Un château injustement éclipsé par Versailles
Conservateur du château de Fontainebleau de 1905 à 1930, Georges d’Esparbès était l’auteur de livres sur Napoléon qui relevaient plus de la littérature populaire que de l’histoire. Quand il faisait visiter les appartements, il prétendait qu’un Américain lui avait offert deux millions pour un guéridon sur lequel l’Empereur, en 1814, avait signé son abdication. « Comme poète, répétait-il, je suis bonapartiste, comme homme raisonnable, je suis bien entendu monarchiste, et comme conservateur du château de Fontainebleau, il me faut bien être républicain. » Tous les matins, il ouvrait sa fenêtre en s’écriant : « Mort à l’Anglais ! » Voilà un personnage qu’on aurait aimé rencontrer…
Les actuels responsables du château de Fontainebleau sont plus sages, mais aussi plus savants. Jean-François Hebert, le président de l’Etablissement public qui préside aux destinées du palais, s’est adjoint le concours de l’historien Thierry Sarmant, conservateur en chef au musée Carnavalet, pour décrire l’histoire du château non pas sous l’angle de l’histoire de l’art, mais comme un prisme révélant « mille ans d’histoire de France ». Fontainebleau possède en effet sur Versailles l’avantage de l’ancienneté.
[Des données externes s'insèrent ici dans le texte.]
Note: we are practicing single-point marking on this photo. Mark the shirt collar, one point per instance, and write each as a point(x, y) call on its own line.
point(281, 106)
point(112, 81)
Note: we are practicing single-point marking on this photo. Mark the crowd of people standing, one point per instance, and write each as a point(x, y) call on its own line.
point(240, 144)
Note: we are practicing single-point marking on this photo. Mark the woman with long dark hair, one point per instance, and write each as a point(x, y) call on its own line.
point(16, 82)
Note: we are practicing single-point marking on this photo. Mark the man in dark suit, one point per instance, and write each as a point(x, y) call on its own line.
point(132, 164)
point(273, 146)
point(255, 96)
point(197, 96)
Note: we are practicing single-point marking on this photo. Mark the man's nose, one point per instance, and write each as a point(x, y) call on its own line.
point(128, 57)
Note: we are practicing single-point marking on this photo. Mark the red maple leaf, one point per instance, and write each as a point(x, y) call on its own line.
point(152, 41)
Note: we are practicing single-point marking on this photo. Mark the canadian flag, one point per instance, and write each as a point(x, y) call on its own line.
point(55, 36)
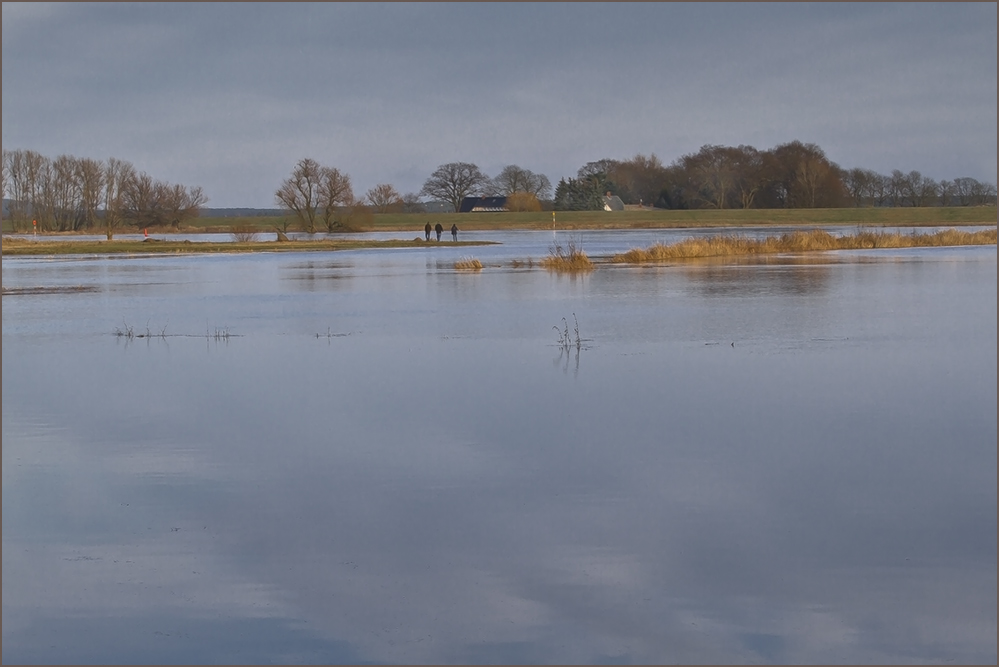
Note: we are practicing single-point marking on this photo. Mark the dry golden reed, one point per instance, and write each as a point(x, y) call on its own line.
point(567, 258)
point(810, 241)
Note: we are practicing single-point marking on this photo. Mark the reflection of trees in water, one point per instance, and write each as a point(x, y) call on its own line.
point(315, 276)
point(759, 280)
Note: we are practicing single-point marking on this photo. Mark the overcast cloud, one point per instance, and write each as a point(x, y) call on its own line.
point(229, 96)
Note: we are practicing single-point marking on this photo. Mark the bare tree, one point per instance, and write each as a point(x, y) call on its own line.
point(454, 181)
point(515, 179)
point(24, 170)
point(90, 179)
point(117, 176)
point(335, 191)
point(522, 201)
point(411, 203)
point(384, 198)
point(300, 193)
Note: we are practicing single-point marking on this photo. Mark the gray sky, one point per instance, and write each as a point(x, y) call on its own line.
point(230, 96)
Les auteurs nous conduisent donc à grands traits du Moyen Age à nos jours.
Philippe le Bel naît à Fontainebleau, Saint Louis s’y retire pour prier, François Ier y fait venir les plus brillants artistes de son temps. C’est ici que Louis XIII récompense des chevaliers de l’Ordre du Saint-Esprit, que Louis XIV loge la reine Christine de Suède, qui y fait assassiner son ancien amant, que Louis XV se marie, que Louis XVI chasse et que Marie-Antoinette joue aux cartes toute la nuit. La Révolution et le Consulat installent un lycée dans le château, que Napoléon rénove, et où il retient Pie VII prisonnier. En 1861, la réception des ambassadeurs du Siam par Napoléon III rappelle le faste d’autrefois.
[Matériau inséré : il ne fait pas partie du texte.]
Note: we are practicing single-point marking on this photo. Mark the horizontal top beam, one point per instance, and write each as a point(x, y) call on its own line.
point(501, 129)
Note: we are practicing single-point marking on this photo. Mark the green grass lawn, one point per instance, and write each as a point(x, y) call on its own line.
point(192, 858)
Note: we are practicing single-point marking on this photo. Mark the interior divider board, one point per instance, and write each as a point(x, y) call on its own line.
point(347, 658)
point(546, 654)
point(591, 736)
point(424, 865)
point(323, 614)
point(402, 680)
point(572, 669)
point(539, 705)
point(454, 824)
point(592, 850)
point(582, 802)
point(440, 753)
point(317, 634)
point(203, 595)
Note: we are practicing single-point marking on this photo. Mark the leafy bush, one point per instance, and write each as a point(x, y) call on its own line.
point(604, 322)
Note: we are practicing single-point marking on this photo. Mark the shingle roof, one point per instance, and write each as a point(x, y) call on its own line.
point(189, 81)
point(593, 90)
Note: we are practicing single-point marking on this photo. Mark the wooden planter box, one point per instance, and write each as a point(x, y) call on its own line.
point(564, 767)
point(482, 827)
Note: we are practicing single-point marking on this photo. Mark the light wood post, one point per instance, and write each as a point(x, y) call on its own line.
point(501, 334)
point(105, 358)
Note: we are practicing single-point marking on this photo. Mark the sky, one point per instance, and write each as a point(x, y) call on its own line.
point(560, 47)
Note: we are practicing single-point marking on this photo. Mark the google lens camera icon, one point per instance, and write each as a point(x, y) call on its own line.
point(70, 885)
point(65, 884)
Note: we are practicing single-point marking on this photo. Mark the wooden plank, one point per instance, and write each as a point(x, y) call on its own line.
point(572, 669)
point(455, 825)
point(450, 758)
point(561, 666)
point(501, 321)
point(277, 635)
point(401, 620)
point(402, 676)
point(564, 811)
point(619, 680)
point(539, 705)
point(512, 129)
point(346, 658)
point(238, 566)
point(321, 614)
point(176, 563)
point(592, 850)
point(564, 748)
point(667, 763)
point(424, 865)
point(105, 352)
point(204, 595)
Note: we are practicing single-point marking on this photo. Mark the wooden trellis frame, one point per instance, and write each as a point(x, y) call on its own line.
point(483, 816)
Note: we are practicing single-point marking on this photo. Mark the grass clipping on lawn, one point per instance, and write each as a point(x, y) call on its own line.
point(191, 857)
Belle endormie au XXe siècle, la résidence nationale est réveillée de sa torpeur par de Gaulle et Malraux, et s’enrichit en 1986 de collections léguées par le prince Napoléon. Monarchie, Empire, République : Fontainebleau ou l’histoire d’une « longue sédimentation ».
Jean Sévillia
Fontainebleau, mille ans d’histoire de France, de Jean-François Hebert et Thierry Sarmant, Tallandier, 446 p., 22,90 €.